THERE is renewed hope in the rail industry after the Government indicated that it would bring forward an order for 10 new trains for the Elizabeth Line in London so that the Alstom plant in Derby could keep working.

The Derby site has been making trains for 147 years, employs 1,300 people directly, and is due to be in partnership with Hitachi of Newton Aycliffe to begin making trains for the HS2 line late next year. If the Government had allowed Alstom to close, Britain would have been the only G7 country without any design and build rail facility.

The Government had been aware of the looming crisis at Alstom and Hitachi but seemed not to want to put a pipeline of orders – a gentle but consistent trickle of work so that the factories can be kept ticking over – in place, but the moves in Derby suggest it is now prepared to act.

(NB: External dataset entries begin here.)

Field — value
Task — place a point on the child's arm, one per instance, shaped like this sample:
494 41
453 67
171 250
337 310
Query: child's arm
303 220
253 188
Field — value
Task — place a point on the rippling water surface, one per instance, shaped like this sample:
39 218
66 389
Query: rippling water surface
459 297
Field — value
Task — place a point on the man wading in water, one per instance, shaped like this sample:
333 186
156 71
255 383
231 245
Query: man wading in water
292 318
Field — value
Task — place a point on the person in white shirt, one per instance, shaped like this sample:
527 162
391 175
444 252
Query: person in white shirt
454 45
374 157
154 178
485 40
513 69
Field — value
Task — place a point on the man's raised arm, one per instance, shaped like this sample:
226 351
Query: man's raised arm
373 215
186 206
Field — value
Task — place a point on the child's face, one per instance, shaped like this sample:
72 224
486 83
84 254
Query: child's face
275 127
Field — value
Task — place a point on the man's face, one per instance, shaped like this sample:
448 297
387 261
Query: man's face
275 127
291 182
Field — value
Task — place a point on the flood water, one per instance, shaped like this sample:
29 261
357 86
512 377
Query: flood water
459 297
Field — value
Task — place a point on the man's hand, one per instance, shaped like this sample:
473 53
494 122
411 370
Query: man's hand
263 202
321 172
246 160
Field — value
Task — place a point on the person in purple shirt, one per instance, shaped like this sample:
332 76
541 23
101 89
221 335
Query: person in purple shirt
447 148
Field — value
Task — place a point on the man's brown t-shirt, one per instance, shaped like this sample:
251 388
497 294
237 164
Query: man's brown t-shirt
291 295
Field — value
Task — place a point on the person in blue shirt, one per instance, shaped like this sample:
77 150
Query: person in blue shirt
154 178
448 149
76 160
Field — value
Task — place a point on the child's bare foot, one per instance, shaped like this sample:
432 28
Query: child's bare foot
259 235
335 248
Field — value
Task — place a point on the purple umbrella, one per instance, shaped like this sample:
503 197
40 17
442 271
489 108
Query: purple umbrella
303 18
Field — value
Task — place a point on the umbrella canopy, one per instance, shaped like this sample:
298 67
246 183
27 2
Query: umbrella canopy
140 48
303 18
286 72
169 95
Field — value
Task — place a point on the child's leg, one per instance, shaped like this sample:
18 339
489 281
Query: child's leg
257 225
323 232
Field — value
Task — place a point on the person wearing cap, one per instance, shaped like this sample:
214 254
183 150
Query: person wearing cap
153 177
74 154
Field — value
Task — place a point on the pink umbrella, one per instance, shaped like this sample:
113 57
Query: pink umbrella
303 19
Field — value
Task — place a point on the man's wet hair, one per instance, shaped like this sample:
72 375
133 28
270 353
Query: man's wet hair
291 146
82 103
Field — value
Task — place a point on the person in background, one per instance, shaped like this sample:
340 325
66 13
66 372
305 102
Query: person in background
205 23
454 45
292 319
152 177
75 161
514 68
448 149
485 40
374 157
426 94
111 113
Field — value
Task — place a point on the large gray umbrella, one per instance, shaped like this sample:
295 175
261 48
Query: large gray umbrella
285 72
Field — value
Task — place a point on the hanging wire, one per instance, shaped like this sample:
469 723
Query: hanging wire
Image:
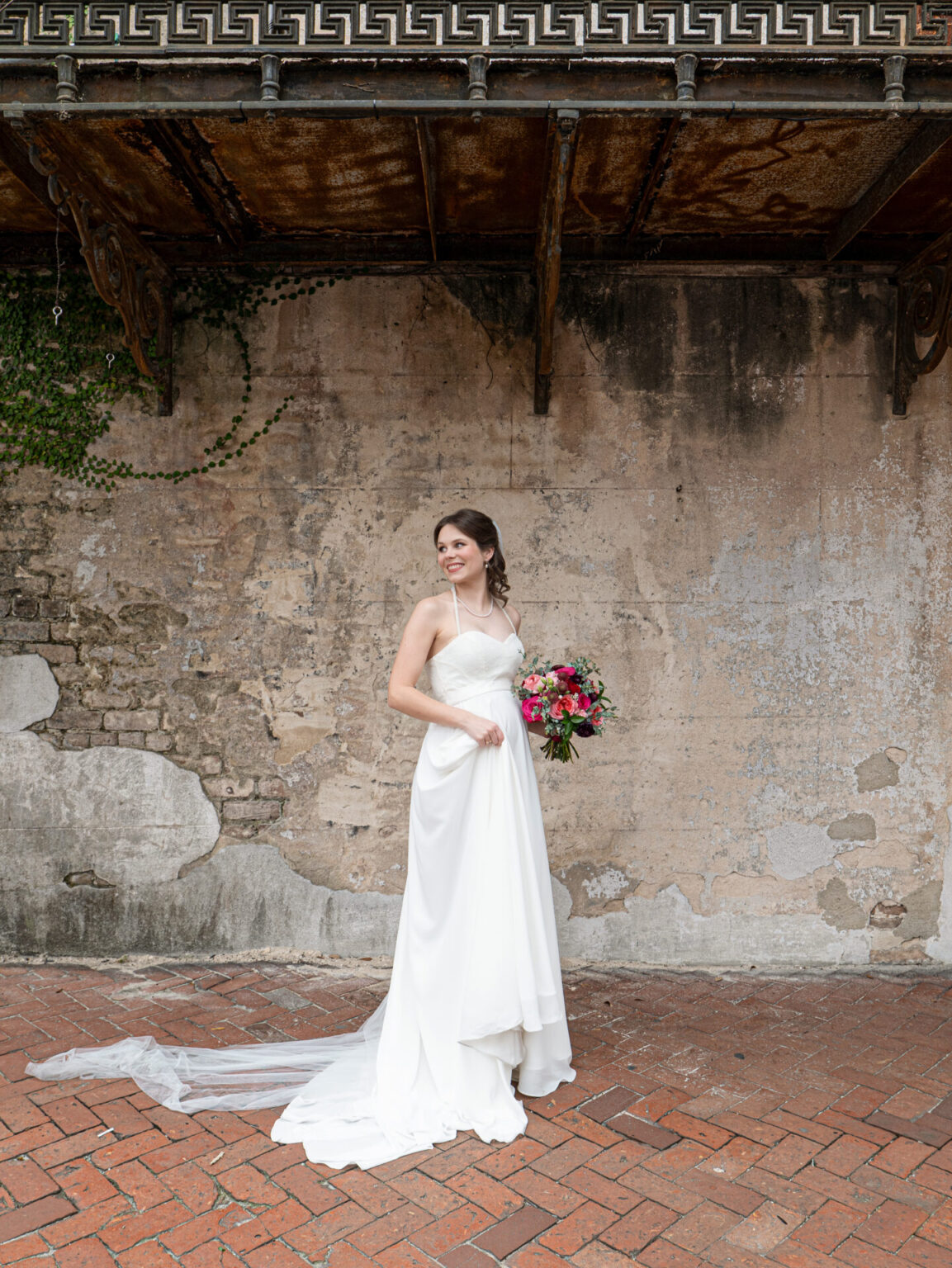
57 305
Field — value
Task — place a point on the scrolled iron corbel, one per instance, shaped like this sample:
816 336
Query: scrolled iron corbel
923 316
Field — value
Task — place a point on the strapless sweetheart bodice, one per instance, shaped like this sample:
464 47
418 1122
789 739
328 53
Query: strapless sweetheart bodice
471 665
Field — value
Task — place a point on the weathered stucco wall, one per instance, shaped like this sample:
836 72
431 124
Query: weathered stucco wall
720 510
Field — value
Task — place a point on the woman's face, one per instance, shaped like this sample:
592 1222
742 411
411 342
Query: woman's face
459 556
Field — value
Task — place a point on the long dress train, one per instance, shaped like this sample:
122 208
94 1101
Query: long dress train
476 989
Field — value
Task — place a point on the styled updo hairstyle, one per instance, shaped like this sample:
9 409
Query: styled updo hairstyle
482 530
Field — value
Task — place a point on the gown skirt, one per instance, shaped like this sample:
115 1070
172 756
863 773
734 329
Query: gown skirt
476 991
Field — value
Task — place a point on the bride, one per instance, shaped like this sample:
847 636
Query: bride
476 991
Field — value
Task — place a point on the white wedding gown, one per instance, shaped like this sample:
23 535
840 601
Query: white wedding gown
476 989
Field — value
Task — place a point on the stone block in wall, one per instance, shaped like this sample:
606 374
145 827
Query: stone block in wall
56 653
95 699
230 788
75 719
54 609
24 632
251 811
130 719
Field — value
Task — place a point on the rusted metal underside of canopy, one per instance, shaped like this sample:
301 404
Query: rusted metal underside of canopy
637 135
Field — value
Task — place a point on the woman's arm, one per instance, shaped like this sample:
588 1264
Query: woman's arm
402 693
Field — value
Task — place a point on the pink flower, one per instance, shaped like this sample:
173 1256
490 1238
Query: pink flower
566 704
530 709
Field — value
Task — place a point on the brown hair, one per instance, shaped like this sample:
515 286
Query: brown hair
483 532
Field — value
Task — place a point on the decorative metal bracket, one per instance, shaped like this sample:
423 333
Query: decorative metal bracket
923 315
125 272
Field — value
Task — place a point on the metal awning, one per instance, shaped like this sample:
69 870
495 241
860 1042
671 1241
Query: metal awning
637 135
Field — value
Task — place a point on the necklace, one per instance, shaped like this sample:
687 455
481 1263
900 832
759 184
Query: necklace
481 615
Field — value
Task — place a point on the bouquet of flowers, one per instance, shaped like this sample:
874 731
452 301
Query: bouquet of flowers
570 699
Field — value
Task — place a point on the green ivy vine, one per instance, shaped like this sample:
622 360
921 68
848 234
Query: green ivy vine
61 378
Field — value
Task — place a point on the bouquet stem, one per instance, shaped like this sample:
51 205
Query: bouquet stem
559 749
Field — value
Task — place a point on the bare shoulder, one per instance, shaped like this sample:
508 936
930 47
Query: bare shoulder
431 612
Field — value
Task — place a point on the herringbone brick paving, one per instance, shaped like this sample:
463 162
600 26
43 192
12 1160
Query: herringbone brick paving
744 1121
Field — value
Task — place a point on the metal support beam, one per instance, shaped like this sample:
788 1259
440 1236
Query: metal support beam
926 142
425 144
126 273
192 160
923 315
559 156
14 156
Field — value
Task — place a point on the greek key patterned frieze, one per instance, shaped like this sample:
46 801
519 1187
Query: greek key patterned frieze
599 26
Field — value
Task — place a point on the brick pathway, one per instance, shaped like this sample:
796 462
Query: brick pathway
744 1121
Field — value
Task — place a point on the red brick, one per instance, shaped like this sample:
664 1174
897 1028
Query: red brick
790 1156
828 1227
26 1180
551 1195
696 1128
248 1185
661 1190
509 1158
193 1185
889 1227
665 1254
923 1253
736 1197
743 1126
147 1254
70 1116
701 1227
178 1152
126 1230
767 1227
620 1158
191 1233
566 1158
845 1154
23 1249
461 1256
390 1229
609 1104
679 1159
142 1185
277 1256
604 1191
632 1232
476 1187
902 1157
35 1215
89 1253
405 1254
937 1228
450 1230
313 1237
646 1133
855 1128
575 1230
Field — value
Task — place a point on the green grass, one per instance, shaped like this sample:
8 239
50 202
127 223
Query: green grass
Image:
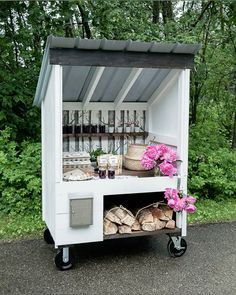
29 226
17 226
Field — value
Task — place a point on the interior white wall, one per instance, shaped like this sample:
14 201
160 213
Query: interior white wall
163 115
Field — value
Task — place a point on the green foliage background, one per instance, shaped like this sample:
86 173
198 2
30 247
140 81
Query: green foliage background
24 27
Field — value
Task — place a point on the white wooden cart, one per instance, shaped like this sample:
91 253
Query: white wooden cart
107 80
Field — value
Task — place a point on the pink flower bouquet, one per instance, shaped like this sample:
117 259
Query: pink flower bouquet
161 157
179 201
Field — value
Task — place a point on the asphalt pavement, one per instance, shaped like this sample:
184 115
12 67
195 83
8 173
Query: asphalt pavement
126 266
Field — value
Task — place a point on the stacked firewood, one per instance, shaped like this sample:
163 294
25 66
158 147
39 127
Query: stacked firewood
150 218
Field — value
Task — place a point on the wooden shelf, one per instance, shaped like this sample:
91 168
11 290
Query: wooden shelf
115 134
175 231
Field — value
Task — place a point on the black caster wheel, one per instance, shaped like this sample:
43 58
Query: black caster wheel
60 264
177 252
47 237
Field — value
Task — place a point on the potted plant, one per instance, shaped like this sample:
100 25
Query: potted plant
128 126
119 127
161 158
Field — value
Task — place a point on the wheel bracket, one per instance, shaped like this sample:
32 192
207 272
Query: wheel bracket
177 242
65 254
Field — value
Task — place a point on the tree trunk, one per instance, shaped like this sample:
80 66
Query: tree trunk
85 23
155 12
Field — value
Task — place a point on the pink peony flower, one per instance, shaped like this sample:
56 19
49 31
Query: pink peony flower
147 163
169 156
191 199
167 169
171 203
151 152
181 204
171 193
190 208
162 148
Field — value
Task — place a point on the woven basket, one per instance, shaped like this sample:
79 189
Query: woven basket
135 151
132 160
133 164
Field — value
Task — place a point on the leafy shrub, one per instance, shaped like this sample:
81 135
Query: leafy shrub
20 179
211 163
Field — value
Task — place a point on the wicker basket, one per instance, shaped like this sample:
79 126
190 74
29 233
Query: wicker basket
132 160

So what about Hitachi? It also needs an order to be brought forward so it can be kept working until it begins on HS2 next year.

If the Government can act for Derby why not for Aycliffe?

And, yes, the Sedgefield MP Paul Howell brokered a meeting yesterday with the Transport Secretary Mark Harper from which positive noises emerged. They are only noises and there’s a long way to go, but this apparent change in the Government’s position is the first whiff of welcome hope for those 730 people at Hitachi who must have worry gnawing away at them.